Kirstie Douse: That is a very difficult question. I would say that taking pieces of some of the different models from around the world would be the best approach. Portugal is the one that is most researched, and I would support the essence of the dissuasion committees in terms of involving legal, health and social workers and so on. I do not think that imposing a civil sanction for failing to engage is correct. It is a similar situation if somebody is fined in court here for drug possession. If they do not have the means to pay the fine, they are further criminalised. The complete removal of sanctions needs to be the aim.

Q115       Chair: Are there examples of countries where that happens—where there are no sanctions at all?

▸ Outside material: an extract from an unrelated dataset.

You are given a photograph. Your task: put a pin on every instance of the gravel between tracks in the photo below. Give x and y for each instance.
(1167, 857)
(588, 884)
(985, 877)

Kirstie Douse: I would have to come back to you on that.

The only other thing I wanted to raise was diversion schemes. Adrian mentioned Thames Valley police. They are also occurring in Durham with Checkpoint, and in Avon and Somerset with the drug education programme. We are privately advising a number of other areas on them. They take different forms. Some of them are post-arrest; others are street diversion pre-arrest, which would be the better method to adopt. They are coming because local police forces, who are at the forefront, recognise the futility of continuing to criminalise people for drug possession, particularly in light of their reducing resources.

Lack of national and political leadership has meant that local police forces are having to exercise their discretion, and are getting good results. Reviews and analysis of both Checkpoint and the drug education programme have shown decreased use of drugs and alcohol, reduced reoffending and improved outcomes in terms of accommodation and housing.

Q116       Chair: Obviously decriminalisation applies to the user but not to the supplier of the drugs. Is there variation in the international experience about what the penalties are for the person who continues to supply the drugs?

Kirstie Douse: We have just done that. Durham has extended the diversion scheme to low level supply and the user/dealer situation, whereby someone is technically supplying drugs but they are doing it in order to fund their own drug use and are supplying only to their peers.

Internationally, there is lack of proportionality around sentences for drug supply as compared with other offencesoffences against the person, sexual offences, and so on.

Chair: Thank you both very much for coming this afternoon. We appreciate your evidence.

 

 

 

 


[1] Note from witness – ‘I spoke of the Central Drugs Coordination Unit at the Home Office - I should have referred to this as the Central Drugs Prevention Unit.

 

[2] Note from witness: ‘I was wrong when I said I thought the professor who had developed the public health approach to violence began work on drugs. I think he has mentioned drugs - because they are often associated with violence in the city as well as AIDS - but his main focus has been on ending violence per se.  I remembered his name afterwards – Gary Slutkin. I attach a couple of articles he has written [not published].